March 4, 2010: ARATS Chairman Chen Yunlin says the ECFA will likely be signed in May or June.

March 4, 2010: National People’s Congress spokesman announces 7.5 percent increase in China’s 2010 defense budget.

March 6, 2010: President Ma conducts a grass-roots forum on the ECFA.

March 8, 2010: Taiwan’s Ministry of National Defense report says that the F-16 A/B aircraft are the aircraft in Taiwan’s inventory that are better than China’s aircraft.

March 9, 2010: Chinese Ministry of Foreign Affairs warns US about future arms sales to Taiwan.

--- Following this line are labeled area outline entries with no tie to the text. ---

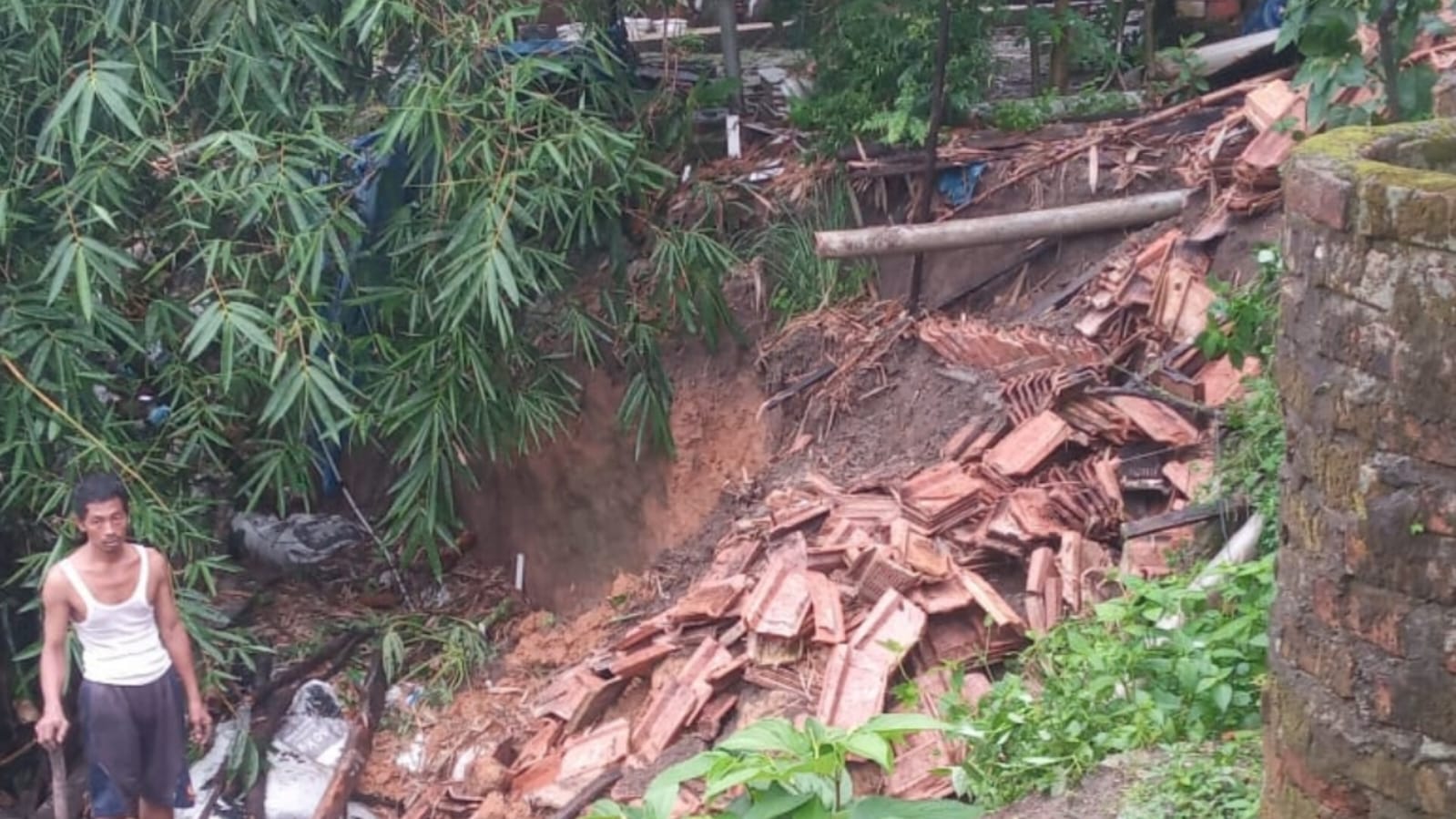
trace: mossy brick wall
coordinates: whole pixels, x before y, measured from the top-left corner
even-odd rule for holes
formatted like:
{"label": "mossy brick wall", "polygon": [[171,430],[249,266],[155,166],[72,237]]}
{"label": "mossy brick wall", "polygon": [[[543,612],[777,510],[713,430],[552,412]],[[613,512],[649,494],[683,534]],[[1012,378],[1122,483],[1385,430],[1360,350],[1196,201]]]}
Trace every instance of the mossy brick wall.
{"label": "mossy brick wall", "polygon": [[1456,125],[1284,175],[1265,818],[1456,816]]}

March 11, 2010: Premier Wu approves regulations for cross-Strait banking, finance, and investment.

March 14, 2010: TSU launches a new ECFA referendum signature drive.

March 15, 2010: Taipei increases daily quota of Chinese tourists to 6,000.

March 16, 2010: Vice President Siew says the ECFA will pave way for FTAs.

March 16, 2010: Taiwan’s Financial Supervisory Commission (FSC) issues regulations on cross-Strait banking, brokerage, and insurance.

March 17, 2010: Qinghai Vice Governor Wang Lingjun leads a delegation to Taiwan.

March 17, 2010: Taipei reports the deployment of S300PMU2 air defense missiles in Fujian.

March 21, 2010: Agricultural products, standards, and fishing crew agreements take effect.

March 21-27, 2010: President Ma visits six South Pacific countries.

March 22, 2010: Ministry of Commerce Director Tang Wei visits Taipei for talks.

March 22, 2010: World Health Organization Secretary General Chan invites Taiwan to participate at the World Health Assembly as an observer.

March 25, 2010:  Vice Minister of Commerce Jiang Zengwei begins five-day visit to Taiwan.

March 25, 2010: Commander of US Pacific Command Adm. Robert Willard says Taiwan needs to upgrade its air force.

March 25, 2010: Taiwan Affairs Office Minister Wang Yi in Yazhou Zhoukan confirms there is no timetable for political talks.

March 26, 2010: American Institute in Taiwan (AIT) Director William Stanton expresses support for cross-Strait confidence-building measures.

March 26, 2010: AIT Chairman Raymond Burghardt greets President Ma during Guam transit.

March 29, 2010: Deputy Minister of National Defense Andrew Yang confirms Taiwan’s missile development plans.

March 31, 2010:  Second Round of ECFA negotiations begin in Taoyuan; focus is on “early harvest” lists.